During editing and update, as features are added, they are directly usable. The updated areas on the map, called "dirty areas," are flagged and tracked as updates are made to each feature class. At any time, users can choose to topologically analyze and validate the dirty areas to generate clean topology. Only the topology for the dirty areas needs rebuilding, saving processing time.

The results are that topological primitives (nodes, edges, faces) and their relationships to one another and their features can be efficiently discovered and assembled. This has several advantages:

• Simple feature geometry storage is used for features. This storage model is open, efficient, and scales to large sizes and numbers of users.
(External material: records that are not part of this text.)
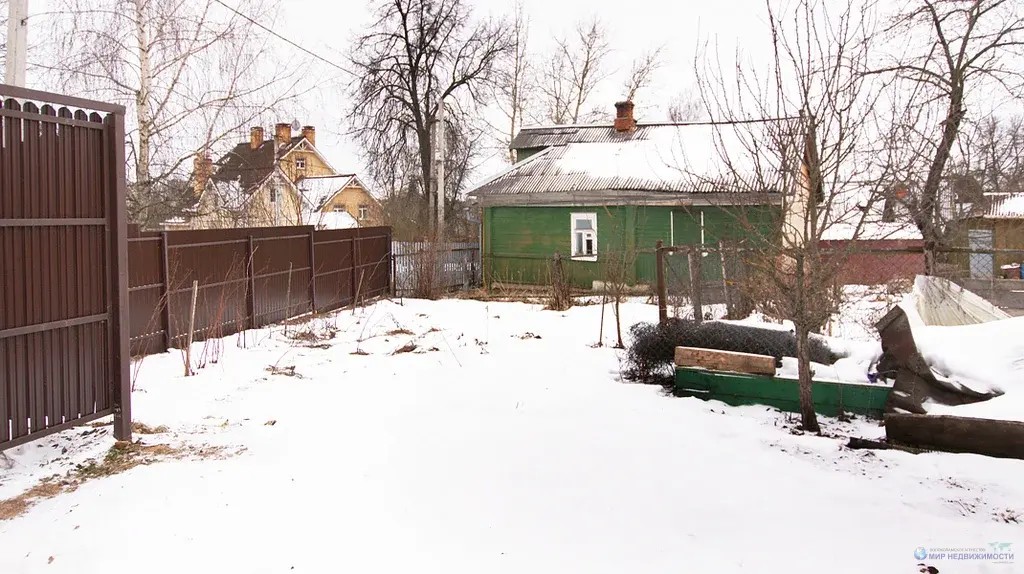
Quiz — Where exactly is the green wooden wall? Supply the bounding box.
[483,204,779,289]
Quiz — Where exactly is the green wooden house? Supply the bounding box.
[467,102,803,289]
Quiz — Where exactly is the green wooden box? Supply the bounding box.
[673,367,892,419]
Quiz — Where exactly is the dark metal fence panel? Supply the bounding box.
[312,226,391,312]
[125,225,393,355]
[1,85,130,450]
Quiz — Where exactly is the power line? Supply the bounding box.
[212,0,353,77]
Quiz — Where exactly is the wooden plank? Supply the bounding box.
[885,413,1024,460]
[674,346,777,376]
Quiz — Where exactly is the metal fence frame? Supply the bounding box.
[1,84,130,450]
[128,225,392,356]
[392,241,481,296]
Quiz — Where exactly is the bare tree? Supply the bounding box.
[348,0,511,233]
[668,89,707,122]
[694,0,892,432]
[622,46,663,103]
[494,1,532,163]
[535,17,611,125]
[871,0,1024,272]
[40,0,312,228]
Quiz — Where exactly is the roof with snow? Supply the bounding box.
[309,210,359,230]
[298,174,358,211]
[468,121,802,205]
[969,193,1024,219]
[820,202,923,241]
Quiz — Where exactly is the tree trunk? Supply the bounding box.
[917,86,965,275]
[134,0,152,201]
[795,324,820,433]
[417,126,433,236]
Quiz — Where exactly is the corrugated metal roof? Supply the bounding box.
[511,124,658,148]
[980,193,1024,219]
[471,122,796,199]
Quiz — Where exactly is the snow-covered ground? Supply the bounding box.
[1,299,1022,574]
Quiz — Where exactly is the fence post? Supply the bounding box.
[387,229,395,297]
[655,240,668,325]
[719,240,732,318]
[349,235,358,307]
[106,108,131,442]
[688,246,703,323]
[308,229,317,313]
[184,280,199,377]
[247,235,256,329]
[160,231,172,351]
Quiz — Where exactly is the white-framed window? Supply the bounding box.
[358,204,369,220]
[295,157,306,170]
[571,212,597,260]
[333,205,346,213]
• This simple features data model is transactional and is multiuser. By contrast, the older topological storage models will not scale and have difficulties supporting multiple editor transactions and numerous other GIS data management workflows.
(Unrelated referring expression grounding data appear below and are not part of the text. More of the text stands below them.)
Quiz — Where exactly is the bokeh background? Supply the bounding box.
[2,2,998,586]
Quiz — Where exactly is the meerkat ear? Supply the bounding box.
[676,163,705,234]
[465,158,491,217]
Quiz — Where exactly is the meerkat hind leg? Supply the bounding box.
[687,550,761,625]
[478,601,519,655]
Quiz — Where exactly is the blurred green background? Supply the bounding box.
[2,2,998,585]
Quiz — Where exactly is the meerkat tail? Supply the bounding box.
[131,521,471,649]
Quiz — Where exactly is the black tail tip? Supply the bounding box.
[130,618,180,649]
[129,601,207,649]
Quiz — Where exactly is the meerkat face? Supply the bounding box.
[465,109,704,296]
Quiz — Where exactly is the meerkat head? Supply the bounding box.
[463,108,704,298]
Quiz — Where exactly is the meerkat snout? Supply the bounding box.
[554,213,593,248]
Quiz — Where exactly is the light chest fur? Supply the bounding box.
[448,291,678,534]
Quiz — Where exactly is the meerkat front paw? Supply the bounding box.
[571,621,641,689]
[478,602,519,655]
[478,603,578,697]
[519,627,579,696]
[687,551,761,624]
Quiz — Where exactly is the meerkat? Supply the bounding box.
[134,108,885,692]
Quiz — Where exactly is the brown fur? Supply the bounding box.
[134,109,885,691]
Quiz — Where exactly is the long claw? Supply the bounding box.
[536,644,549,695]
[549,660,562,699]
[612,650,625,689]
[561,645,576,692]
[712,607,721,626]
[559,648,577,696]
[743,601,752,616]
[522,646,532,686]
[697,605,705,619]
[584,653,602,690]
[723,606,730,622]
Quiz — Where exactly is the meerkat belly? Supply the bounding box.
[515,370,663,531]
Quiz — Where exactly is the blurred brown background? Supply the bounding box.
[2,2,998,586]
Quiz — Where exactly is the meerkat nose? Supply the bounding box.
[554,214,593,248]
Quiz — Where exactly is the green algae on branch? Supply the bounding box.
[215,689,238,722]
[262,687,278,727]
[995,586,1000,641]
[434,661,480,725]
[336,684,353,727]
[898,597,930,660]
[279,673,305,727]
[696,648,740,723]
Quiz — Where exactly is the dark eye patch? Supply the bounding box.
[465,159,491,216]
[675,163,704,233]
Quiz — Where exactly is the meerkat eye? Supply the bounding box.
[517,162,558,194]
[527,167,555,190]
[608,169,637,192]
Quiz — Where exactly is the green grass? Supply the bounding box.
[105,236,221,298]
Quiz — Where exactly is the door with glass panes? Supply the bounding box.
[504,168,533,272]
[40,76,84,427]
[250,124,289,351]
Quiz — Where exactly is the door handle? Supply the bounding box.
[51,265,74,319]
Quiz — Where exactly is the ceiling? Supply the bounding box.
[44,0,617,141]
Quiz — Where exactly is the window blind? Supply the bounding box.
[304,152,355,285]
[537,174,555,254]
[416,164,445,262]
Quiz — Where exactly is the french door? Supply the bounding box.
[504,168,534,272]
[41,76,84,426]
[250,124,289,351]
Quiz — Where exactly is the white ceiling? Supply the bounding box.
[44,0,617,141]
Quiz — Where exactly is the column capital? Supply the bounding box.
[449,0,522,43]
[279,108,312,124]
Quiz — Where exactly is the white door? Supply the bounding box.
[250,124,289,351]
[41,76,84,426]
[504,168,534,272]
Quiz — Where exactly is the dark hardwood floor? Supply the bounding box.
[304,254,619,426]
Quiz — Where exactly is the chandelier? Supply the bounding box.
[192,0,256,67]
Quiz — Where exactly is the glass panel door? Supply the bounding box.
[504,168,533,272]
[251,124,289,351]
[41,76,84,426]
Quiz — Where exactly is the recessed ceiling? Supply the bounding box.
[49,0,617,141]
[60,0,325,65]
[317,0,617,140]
• Geodatabase topologies fully support all the long transaction and versioning capabilities of the geodatabase. Geodatabase topologies need not be tiled, and many users can simultaneously edit the topological database—even their individual versions of the same features if necessary.
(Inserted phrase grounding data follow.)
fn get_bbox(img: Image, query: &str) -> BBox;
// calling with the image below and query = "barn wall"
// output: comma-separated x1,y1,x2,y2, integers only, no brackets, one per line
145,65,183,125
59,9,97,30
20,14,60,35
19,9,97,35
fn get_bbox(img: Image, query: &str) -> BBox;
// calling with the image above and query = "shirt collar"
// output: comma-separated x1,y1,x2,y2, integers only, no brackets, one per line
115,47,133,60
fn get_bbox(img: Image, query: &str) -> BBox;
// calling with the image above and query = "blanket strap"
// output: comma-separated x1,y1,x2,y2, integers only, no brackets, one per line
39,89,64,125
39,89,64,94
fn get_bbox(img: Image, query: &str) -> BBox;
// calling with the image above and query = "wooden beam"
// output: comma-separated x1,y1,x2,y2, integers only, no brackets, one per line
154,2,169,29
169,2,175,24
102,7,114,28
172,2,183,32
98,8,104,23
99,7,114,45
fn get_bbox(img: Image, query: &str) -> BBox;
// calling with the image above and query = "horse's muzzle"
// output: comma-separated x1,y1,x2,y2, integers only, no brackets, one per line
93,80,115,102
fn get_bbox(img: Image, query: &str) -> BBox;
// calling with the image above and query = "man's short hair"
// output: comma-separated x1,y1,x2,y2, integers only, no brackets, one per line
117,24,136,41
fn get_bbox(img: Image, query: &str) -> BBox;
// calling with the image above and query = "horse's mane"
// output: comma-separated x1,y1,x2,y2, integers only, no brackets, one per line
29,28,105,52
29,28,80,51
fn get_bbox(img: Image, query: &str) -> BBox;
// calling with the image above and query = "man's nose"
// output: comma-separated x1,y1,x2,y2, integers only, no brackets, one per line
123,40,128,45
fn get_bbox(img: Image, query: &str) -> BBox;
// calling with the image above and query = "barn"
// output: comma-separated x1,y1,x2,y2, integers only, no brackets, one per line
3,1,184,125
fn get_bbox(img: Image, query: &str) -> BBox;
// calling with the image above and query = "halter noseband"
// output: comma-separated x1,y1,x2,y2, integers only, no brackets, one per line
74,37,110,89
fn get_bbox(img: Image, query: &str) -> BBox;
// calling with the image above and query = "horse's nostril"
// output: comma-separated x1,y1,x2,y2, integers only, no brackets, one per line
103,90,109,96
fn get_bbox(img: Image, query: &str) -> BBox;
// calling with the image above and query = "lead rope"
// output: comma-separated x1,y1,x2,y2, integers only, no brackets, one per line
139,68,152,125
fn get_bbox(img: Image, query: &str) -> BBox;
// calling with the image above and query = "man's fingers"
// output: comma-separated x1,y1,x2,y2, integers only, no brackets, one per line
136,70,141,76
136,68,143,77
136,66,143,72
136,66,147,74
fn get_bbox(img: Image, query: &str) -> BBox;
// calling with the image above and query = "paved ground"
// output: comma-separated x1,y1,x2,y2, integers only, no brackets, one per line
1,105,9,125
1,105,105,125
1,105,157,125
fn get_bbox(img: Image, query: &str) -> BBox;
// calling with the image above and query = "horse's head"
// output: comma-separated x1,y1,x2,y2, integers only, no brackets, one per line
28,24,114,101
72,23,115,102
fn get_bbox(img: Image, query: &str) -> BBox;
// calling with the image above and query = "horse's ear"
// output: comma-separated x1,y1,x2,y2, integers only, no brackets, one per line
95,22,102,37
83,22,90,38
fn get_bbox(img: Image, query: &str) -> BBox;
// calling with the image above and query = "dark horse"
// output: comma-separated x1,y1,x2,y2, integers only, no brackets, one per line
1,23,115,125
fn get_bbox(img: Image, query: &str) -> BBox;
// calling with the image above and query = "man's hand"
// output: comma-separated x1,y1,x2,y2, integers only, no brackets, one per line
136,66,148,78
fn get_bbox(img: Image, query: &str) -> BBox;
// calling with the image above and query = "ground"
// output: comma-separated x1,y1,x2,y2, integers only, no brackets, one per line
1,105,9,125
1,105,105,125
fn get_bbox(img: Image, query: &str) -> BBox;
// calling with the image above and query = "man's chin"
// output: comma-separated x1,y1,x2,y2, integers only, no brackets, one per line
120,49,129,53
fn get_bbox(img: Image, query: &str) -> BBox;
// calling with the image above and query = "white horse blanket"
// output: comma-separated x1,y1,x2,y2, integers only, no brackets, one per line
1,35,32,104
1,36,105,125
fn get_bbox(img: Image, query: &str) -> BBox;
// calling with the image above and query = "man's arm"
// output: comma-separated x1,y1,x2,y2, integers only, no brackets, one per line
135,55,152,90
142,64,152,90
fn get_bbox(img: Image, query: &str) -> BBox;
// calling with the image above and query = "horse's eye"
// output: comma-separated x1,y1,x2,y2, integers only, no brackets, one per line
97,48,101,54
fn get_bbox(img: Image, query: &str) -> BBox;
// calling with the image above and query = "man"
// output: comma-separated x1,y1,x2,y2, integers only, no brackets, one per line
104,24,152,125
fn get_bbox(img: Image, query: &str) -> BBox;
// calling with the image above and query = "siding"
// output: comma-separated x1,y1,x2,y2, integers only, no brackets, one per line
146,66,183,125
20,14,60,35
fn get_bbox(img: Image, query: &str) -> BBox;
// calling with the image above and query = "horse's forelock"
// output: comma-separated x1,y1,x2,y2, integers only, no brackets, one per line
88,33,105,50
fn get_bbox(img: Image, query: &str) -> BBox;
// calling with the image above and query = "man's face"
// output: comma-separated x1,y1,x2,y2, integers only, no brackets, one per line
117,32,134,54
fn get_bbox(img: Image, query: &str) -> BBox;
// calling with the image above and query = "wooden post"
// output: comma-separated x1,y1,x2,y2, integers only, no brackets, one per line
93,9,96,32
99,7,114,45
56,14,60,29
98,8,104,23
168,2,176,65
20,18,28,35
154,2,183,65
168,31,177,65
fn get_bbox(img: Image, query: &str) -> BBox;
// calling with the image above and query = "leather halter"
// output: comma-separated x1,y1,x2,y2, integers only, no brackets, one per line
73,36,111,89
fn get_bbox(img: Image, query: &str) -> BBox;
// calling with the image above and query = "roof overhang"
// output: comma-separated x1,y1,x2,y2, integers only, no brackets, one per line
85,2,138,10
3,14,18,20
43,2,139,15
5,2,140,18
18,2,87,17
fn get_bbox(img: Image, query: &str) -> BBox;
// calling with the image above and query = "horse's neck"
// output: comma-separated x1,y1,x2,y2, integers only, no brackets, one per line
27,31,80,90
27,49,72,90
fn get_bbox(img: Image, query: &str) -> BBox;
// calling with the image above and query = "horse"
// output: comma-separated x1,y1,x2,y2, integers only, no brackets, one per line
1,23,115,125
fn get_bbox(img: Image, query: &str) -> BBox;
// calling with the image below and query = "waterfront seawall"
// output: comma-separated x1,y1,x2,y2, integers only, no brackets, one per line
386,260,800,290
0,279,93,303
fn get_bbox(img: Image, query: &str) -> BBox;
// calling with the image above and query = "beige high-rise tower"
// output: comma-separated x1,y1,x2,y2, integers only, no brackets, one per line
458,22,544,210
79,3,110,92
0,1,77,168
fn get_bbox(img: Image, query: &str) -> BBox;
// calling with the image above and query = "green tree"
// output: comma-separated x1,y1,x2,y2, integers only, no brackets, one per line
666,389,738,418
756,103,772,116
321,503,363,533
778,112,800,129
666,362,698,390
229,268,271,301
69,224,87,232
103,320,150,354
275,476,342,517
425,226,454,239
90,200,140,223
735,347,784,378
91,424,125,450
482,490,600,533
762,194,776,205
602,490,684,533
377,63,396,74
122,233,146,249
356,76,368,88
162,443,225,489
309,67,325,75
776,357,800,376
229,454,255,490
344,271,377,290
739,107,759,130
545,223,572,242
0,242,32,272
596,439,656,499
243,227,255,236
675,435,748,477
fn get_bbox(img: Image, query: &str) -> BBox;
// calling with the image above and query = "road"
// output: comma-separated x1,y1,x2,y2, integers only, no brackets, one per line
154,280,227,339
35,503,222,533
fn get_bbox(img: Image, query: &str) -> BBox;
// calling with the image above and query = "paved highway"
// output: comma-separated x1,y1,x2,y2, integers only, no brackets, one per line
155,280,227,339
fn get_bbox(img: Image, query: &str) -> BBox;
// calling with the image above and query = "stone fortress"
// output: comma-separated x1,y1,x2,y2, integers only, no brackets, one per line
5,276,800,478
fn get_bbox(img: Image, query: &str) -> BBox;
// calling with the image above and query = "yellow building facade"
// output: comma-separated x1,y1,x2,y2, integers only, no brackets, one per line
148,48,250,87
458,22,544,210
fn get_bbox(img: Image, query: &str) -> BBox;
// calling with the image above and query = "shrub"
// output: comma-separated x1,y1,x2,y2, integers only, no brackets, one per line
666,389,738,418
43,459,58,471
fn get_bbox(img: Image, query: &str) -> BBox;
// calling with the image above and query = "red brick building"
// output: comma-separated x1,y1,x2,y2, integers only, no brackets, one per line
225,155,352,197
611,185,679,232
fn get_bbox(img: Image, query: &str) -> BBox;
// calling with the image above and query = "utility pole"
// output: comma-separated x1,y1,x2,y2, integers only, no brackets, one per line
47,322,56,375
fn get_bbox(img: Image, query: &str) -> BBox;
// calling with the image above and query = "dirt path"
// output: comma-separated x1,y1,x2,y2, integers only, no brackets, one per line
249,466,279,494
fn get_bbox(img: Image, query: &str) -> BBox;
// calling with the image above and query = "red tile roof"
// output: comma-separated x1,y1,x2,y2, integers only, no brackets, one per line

• Feature classes can grow to any size (hundreds of millions of features) with very strong performance.
• This topology implementation is additive. You can typically add this to an existing schema of spatially related feature classes. The alternative is that you must redefine and convert all of your existing feature classes to new data schemas holding topological primitives.
• There need only be one data model for geometry editing and data use, not two or more.
• It is interoperable because all feature geometry storage adheres to simple features specifications from the OpenGIS Consortium and ISO.
• Data modeling is more natural because it is based on user features (such as parcels, streets, soil types, and watersheds) instead of topological primitives (such as nodes, edges, and faces). Users will begin to think about the integrity rules and behavior of their actual features instead of the integrity rules of the topological primitives. For example, how do parcels behave? This will enable stronger modeling for all kinds of geographic features. It will improve our thinking about streets, soil types, census units, watersheds, rail systems, geology, forest stands, landforms, physical features, and on and on.
• Geodatabase topologies provide the same information content as persisted topological implementations—either you store a topological line graph and discover the feature geometry (like ArcInfo coverages) or you store the feature geometry and discover the topological elements and relationships (like geodatabases).

In cases where users want to store the topological primitives, it is easy to create and post topologies and their relationships to tables for various analytic and interoperability purposes (such as users who want to post their features into an Oracle Spatial warehouse which stores tables of topological primitives).

At a pragmatic level, the ArcGIS topology implementation works. It scales to extremely large geodatabases and multiuser systems without loss of performance. It includes rich validation and editing tools for building and maintaining topologies in geodatabases. It includes rich and flexible data modeling tools that enable users to assemble practical, working systems on file systems, in any relational database, and on any number of schemas.